Overview: In business, presence of risk cannot be avoided, but it can be transferred to other parties. Conventional derivatives are not in harmony with Shariah rules, but the use of them is not acceptable in the Islamic environment. The means of dealing with financial risks are called derivatives.
There are three basic types of derivatives:
- Forwards
- Futures
- Options
Prohibitions of Shariah:
There are some formal and technical Shariah-based objections to the conventional derivatives as well as possible solutions.
Forwards and Futures:
Forwards and futures allow a buyer to purchase goods that are non-existent at the time of the contract that violates the Shariah principle that the object must exist at the time of the actual contract. It also allows the seller to hold property title but according to Shariah seller must have the ownership of the object. Another aspect is that it allows the buyer to resell the object that is prohibited by Shariah due to possession and delivery requirement.
The concepts of forwards and futures contracts are the same. These are contracts which obligate one party to buy the underlying at the fixed price at a certain time in the future from a counterparty who is obligated to sell the underlying at that fixed price.

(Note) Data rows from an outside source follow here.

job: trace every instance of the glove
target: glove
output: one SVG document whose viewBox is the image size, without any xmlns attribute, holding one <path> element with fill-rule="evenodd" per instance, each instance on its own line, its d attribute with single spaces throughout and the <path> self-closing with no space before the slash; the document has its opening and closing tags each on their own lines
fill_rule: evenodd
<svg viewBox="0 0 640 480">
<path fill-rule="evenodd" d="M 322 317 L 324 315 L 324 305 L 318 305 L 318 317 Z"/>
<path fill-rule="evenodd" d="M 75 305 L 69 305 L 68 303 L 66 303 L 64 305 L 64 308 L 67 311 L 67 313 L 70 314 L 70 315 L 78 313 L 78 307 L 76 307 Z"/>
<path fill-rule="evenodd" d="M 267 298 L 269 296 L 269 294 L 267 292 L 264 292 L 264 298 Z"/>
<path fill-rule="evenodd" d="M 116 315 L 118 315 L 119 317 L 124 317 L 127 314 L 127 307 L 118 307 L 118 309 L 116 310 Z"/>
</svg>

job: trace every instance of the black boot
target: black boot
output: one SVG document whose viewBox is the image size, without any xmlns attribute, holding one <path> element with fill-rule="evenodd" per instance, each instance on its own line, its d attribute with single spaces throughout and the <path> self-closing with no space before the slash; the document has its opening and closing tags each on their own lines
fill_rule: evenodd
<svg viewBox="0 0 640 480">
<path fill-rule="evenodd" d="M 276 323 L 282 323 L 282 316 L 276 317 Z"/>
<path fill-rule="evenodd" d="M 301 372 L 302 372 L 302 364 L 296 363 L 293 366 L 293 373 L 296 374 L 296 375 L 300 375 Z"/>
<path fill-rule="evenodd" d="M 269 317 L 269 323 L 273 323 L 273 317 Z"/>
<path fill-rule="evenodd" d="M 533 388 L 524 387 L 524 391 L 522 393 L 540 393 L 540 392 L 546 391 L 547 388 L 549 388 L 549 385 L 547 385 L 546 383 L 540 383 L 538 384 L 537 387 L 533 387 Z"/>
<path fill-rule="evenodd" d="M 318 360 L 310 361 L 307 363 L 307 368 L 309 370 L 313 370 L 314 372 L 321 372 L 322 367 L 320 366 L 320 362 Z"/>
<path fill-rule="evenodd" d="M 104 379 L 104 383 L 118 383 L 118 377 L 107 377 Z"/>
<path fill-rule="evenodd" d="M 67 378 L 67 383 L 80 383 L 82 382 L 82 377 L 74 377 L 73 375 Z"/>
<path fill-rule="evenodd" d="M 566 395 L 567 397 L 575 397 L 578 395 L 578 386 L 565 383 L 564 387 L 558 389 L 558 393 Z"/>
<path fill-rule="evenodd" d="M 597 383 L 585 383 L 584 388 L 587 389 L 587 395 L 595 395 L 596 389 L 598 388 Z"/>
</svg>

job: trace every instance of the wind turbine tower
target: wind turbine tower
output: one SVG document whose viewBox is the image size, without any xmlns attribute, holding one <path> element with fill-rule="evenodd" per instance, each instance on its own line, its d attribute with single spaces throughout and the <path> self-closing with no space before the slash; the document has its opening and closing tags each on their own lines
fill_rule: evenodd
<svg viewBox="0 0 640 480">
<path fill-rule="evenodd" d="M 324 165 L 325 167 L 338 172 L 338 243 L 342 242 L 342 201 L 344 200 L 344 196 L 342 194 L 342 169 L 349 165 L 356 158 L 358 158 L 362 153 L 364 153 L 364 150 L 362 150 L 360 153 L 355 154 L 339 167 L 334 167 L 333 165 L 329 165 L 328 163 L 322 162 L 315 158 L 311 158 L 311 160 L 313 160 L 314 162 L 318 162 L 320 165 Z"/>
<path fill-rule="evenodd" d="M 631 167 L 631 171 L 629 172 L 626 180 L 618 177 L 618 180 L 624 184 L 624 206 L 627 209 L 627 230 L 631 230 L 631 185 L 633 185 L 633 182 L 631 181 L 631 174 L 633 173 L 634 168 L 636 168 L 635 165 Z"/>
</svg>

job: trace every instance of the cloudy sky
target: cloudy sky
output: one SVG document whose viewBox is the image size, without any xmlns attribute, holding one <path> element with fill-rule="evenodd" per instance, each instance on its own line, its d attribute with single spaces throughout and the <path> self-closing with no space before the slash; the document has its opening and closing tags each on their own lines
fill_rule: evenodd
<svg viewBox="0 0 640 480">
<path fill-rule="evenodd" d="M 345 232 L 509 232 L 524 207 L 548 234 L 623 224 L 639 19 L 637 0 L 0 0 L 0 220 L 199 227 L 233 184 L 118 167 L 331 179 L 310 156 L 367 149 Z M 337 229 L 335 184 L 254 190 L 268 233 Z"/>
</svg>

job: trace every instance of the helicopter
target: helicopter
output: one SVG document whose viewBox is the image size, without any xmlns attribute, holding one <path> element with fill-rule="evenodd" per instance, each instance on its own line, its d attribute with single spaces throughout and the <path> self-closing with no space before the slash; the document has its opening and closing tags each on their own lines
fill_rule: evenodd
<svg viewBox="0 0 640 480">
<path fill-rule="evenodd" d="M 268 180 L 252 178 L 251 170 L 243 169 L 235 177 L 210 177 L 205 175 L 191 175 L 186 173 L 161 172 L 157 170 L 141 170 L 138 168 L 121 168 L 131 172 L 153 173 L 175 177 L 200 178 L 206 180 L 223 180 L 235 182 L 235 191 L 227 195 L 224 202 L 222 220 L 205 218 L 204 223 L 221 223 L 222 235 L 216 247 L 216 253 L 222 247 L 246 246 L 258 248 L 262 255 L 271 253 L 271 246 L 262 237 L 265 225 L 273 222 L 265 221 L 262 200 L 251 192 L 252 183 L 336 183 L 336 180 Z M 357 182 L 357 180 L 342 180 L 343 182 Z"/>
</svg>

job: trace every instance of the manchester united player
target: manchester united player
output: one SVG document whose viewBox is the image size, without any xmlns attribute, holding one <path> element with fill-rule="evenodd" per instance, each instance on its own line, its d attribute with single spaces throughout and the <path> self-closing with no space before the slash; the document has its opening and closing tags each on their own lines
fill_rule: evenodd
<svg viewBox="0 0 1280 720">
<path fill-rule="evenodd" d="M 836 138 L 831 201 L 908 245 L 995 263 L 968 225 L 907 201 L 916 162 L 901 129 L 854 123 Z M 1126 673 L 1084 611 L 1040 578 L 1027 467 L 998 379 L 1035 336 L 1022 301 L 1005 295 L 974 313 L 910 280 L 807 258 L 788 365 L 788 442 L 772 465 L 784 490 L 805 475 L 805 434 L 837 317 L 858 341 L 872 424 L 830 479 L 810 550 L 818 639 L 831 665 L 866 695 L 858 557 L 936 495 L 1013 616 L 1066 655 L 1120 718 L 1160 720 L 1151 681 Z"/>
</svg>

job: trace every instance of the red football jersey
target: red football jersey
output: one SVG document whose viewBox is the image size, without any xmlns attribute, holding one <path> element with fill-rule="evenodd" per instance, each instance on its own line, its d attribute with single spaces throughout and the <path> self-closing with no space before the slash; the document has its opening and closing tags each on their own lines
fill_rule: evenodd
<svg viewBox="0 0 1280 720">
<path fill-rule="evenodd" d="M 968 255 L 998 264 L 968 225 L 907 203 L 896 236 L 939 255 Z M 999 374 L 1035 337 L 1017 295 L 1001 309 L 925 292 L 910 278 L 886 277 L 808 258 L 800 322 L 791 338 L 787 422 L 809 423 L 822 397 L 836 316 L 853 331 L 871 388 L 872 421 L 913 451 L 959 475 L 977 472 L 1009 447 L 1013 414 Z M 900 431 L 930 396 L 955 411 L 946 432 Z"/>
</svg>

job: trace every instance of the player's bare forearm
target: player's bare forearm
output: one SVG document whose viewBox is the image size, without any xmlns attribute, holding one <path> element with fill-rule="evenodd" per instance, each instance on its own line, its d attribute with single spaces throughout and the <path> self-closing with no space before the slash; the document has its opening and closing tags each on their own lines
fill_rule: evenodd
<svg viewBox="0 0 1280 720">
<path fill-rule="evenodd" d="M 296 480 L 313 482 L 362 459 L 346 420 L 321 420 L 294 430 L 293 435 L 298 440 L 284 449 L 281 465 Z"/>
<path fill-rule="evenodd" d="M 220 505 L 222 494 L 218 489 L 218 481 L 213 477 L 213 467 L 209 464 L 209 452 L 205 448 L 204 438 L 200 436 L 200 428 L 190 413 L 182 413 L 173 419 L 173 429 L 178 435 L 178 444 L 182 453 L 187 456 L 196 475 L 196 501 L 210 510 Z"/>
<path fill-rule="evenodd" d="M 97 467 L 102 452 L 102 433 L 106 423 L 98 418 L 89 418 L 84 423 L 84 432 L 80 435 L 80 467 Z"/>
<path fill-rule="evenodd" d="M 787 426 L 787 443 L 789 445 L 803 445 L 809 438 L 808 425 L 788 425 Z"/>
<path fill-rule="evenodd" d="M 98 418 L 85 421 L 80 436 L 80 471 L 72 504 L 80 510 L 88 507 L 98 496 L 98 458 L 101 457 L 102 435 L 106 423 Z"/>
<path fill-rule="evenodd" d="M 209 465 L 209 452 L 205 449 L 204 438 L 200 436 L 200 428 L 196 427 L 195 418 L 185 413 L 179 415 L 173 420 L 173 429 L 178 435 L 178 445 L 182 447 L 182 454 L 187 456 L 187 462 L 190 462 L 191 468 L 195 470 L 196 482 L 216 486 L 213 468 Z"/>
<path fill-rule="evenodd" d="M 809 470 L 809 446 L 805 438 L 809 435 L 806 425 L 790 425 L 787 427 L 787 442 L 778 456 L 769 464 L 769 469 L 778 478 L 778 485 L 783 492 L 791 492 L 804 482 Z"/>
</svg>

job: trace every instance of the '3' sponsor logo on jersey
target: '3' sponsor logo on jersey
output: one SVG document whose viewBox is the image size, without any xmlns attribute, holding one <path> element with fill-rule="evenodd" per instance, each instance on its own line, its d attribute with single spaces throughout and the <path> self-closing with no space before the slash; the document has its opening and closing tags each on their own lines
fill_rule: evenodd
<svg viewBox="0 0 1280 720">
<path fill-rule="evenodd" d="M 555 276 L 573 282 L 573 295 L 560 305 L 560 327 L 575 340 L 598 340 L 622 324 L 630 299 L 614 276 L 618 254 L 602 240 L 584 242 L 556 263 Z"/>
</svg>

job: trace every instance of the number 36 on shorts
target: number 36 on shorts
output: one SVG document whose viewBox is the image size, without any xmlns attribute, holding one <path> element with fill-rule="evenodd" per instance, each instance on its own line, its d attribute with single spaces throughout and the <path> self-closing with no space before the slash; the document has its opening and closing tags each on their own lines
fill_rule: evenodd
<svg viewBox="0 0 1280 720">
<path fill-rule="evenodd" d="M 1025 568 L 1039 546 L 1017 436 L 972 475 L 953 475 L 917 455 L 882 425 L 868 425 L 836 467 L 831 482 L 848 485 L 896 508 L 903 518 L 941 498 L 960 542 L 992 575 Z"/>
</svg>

For this purpose, two most important exceptions are Islamic Istisna and Salam that covers the problems of non-existence and non-ownership. The scholars suggested that possession requirement may be fulfilled by “Actual physical possession” or “Constructive possession.” A forward or future contract is about the future sale, so it is prohibited due to gharar. As the market changes, the market price on the maturity date may be higher than the agreed price, so there is the element of uncertainty.
Options:
It is similar to the down payment or Arbun Sale. A person buys an item and pays a certain amount of money to the seller on the understanding that if he will take the item, the amount will be part of the total price but if he did not he would lose his money as fee or penalty and the seller would keep it.
There are two types:
- Call options
- Put options
These are prohibited as the maturity level is beyond three days and it involves gharar because neither buyer nor seller is certain that the sale will take place. Another reason for the prohibition is that options does not lies in any category of pure rights.
Conclusion:
Conventional derivative instruments are not suitable for Islamic system. Shariah provides risk management solutions and strategies that are compatible with conventional derivatives. The solutions are ethical and in compliance with Shariah rules and thus acceptable in the Islamic environment.